ECLI:NL:RVS:2017:2767
Raad van State
- Voorlopige voorziening
- Rechtspraak.nl
Voorlopige voorziening in asielzaak met betrekking tot verblijfsvergunning
Op 11 oktober 2017 heeft de voorzieningenrechter van de Afdeling bestuursrechtspraak van de Raad van State uitspraak gedaan in een zaak waarin een vreemdeling, mede namens haar minderjarige kinderen, een verzoek om voorlopige voorziening heeft ingediend. Dit verzoek volgde op een eerdere uitspraak van de rechtbank Den Haag, die op 13 september 2017 het beroep van de vreemdeling tegen de afwijzing van haar aanvraag voor een verblijfsvergunning asiel door de staatssecretaris van Veiligheid en Justitie ongegrond had verklaard. De staatssecretaris had op 27 januari 2017 besloten om de aanvraag van de vreemdeling af te wijzen.
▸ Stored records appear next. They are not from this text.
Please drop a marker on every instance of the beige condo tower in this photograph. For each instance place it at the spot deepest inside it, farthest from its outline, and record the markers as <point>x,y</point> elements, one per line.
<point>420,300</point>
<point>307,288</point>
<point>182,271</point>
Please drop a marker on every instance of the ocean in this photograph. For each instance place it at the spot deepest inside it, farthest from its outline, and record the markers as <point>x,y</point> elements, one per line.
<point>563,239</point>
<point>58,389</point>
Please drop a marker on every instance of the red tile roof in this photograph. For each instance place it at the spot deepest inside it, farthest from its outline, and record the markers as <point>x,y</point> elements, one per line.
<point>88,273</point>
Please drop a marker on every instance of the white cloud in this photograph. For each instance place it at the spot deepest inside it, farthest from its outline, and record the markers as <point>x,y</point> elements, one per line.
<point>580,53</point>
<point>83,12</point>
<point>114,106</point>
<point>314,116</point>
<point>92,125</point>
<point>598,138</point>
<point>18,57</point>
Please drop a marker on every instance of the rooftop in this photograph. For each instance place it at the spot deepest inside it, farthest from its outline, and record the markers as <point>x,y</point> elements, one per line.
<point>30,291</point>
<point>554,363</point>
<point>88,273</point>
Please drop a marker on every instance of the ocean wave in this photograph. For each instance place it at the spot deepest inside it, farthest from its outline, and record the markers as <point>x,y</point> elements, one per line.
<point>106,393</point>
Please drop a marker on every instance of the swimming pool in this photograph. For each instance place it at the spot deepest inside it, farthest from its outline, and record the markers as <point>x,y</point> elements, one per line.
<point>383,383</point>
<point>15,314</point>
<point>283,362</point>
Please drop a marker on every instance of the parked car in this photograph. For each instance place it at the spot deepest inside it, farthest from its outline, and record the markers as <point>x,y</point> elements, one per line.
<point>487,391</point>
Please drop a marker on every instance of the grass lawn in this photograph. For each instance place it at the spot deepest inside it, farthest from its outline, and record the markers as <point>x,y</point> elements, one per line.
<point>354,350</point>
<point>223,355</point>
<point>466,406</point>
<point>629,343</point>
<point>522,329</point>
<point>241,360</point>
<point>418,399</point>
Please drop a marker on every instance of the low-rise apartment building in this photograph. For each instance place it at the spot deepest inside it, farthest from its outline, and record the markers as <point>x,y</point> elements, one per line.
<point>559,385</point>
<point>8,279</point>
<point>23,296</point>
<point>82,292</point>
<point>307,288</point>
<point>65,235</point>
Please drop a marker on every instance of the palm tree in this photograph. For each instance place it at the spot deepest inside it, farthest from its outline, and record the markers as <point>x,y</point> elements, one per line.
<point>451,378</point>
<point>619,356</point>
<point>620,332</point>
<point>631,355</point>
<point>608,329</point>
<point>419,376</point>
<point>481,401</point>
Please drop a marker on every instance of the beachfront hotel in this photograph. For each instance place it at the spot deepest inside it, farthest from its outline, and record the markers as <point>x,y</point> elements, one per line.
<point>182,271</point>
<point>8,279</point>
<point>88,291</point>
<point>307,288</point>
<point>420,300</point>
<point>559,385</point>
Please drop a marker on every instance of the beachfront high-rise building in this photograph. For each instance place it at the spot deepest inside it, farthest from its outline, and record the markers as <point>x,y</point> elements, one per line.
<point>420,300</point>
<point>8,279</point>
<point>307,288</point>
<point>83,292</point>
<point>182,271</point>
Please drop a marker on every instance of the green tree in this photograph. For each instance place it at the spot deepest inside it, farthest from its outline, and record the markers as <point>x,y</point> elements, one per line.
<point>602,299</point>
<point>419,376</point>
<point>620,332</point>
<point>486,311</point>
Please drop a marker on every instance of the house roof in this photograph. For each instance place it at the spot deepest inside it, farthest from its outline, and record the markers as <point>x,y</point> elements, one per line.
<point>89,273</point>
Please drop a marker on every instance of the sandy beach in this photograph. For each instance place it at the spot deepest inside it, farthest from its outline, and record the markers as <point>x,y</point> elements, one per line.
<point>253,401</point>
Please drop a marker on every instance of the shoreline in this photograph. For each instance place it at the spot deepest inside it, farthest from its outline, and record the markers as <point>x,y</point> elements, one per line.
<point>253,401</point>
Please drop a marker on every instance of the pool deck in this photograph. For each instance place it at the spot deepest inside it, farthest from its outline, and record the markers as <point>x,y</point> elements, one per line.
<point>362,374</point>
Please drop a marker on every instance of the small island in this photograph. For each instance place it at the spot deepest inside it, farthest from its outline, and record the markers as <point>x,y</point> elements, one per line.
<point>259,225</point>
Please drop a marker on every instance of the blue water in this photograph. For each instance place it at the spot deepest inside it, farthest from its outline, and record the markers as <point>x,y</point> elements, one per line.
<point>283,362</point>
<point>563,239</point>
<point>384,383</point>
De vreemdeling verzocht de voorzieningenrechter om te voorkomen dat de verstrekkingen, die zijn voorzien bij of krachtens de Wet Centraal Orgaan opvang asielzoekers, zouden worden beëindigd gedurende de behandeling van haar hoger beroep. De voorzieningenrechter overwoog dat niet op voorhand aannemelijk was dat de uitspraak van de rechtbank in hoger beroep in stand zou blijven. Daarnaast was er sprake van een spoedeisend belang, wat de toewijzing van het verzoek rechtvaardigde.
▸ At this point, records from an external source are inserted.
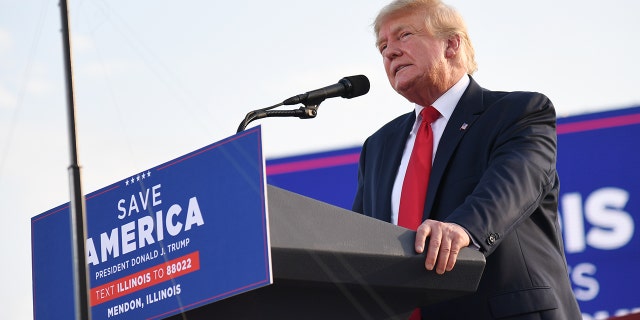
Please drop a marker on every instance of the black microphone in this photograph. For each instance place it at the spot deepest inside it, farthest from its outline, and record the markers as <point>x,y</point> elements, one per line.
<point>347,87</point>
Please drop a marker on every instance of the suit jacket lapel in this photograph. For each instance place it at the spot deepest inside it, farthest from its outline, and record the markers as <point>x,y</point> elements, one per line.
<point>390,157</point>
<point>466,112</point>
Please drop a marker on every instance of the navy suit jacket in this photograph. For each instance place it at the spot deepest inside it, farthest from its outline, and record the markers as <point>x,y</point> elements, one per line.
<point>494,173</point>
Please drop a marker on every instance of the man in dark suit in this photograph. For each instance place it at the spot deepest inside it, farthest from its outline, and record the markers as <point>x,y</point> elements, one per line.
<point>493,183</point>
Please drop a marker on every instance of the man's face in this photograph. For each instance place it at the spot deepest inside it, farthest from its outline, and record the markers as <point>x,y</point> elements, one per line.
<point>414,60</point>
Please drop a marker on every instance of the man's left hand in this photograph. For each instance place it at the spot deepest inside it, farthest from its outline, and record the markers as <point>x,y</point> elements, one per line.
<point>445,241</point>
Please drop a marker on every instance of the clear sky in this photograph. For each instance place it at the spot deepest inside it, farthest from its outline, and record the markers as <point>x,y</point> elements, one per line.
<point>157,79</point>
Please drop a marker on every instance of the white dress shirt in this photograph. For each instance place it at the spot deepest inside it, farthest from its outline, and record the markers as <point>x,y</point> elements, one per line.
<point>445,105</point>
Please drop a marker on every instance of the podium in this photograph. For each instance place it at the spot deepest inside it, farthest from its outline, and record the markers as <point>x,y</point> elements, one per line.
<point>331,263</point>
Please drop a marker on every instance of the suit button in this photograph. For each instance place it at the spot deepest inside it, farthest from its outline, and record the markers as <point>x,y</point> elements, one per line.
<point>492,238</point>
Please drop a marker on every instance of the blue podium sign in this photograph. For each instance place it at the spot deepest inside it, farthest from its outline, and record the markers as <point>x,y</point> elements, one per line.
<point>189,232</point>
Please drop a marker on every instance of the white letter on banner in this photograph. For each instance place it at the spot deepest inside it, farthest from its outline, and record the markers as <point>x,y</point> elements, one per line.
<point>573,225</point>
<point>582,275</point>
<point>92,255</point>
<point>145,230</point>
<point>194,216</point>
<point>109,244</point>
<point>613,227</point>
<point>156,195</point>
<point>128,237</point>
<point>173,229</point>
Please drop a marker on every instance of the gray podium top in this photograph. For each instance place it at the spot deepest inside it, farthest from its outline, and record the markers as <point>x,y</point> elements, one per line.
<point>331,263</point>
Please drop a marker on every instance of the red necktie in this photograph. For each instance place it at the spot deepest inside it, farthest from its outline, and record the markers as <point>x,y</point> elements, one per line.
<point>414,186</point>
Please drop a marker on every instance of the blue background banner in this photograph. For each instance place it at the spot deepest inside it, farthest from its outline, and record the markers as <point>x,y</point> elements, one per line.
<point>180,235</point>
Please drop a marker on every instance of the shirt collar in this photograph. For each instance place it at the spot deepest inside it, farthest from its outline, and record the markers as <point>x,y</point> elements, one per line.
<point>448,101</point>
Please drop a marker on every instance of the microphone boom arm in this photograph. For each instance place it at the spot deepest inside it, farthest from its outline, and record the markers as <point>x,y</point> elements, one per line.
<point>307,112</point>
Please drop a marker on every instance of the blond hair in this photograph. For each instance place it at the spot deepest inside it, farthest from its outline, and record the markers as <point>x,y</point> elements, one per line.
<point>441,21</point>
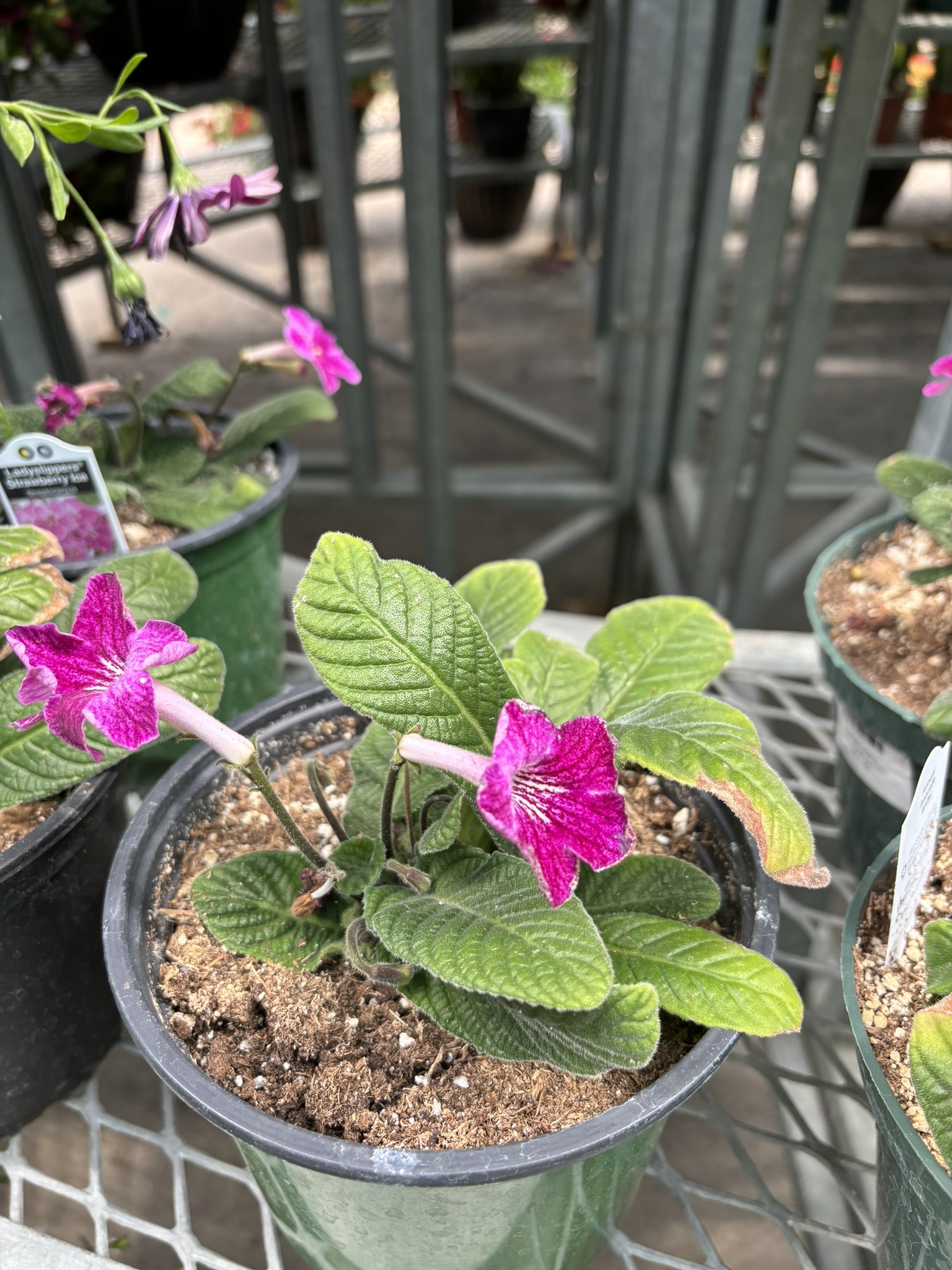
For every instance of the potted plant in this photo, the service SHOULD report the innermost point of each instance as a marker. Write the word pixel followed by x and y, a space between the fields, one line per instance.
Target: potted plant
pixel 61 814
pixel 493 121
pixel 179 473
pixel 482 949
pixel 902 1023
pixel 876 603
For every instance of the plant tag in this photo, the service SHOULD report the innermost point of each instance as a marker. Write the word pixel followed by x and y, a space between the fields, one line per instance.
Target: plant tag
pixel 917 849
pixel 884 769
pixel 58 487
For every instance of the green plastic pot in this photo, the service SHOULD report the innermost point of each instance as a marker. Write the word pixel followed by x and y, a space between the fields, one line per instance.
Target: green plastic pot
pixel 914 1193
pixel 540 1204
pixel 238 606
pixel 880 747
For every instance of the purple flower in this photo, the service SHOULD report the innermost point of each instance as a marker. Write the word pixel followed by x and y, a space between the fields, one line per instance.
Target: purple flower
pixel 99 672
pixel 550 790
pixel 943 367
pixel 179 220
pixel 315 345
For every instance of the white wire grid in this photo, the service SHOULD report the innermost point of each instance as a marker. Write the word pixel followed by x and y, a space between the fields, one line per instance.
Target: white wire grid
pixel 771 1165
De voorzieningenrechter besloot dat de verstrekkingen niet beëindigd mochten worden totdat er een beslissing op het hoger beroep was genomen. Tevens werd de minister van Veiligheid en Justitie veroordeeld tot vergoeding van de proceskosten van de vreemdeling, die op € 495,00 werden vastgesteld, geheel toe te rekenen aan beroepsmatige rechtsbijstand verleend door een derde. De uitspraak werd gedaan door mr. G. van der Wiel, in aanwezigheid van griffier mr. A.M.L. Hanrath, en werd openbaar uitgesproken op 11 oktober 2017.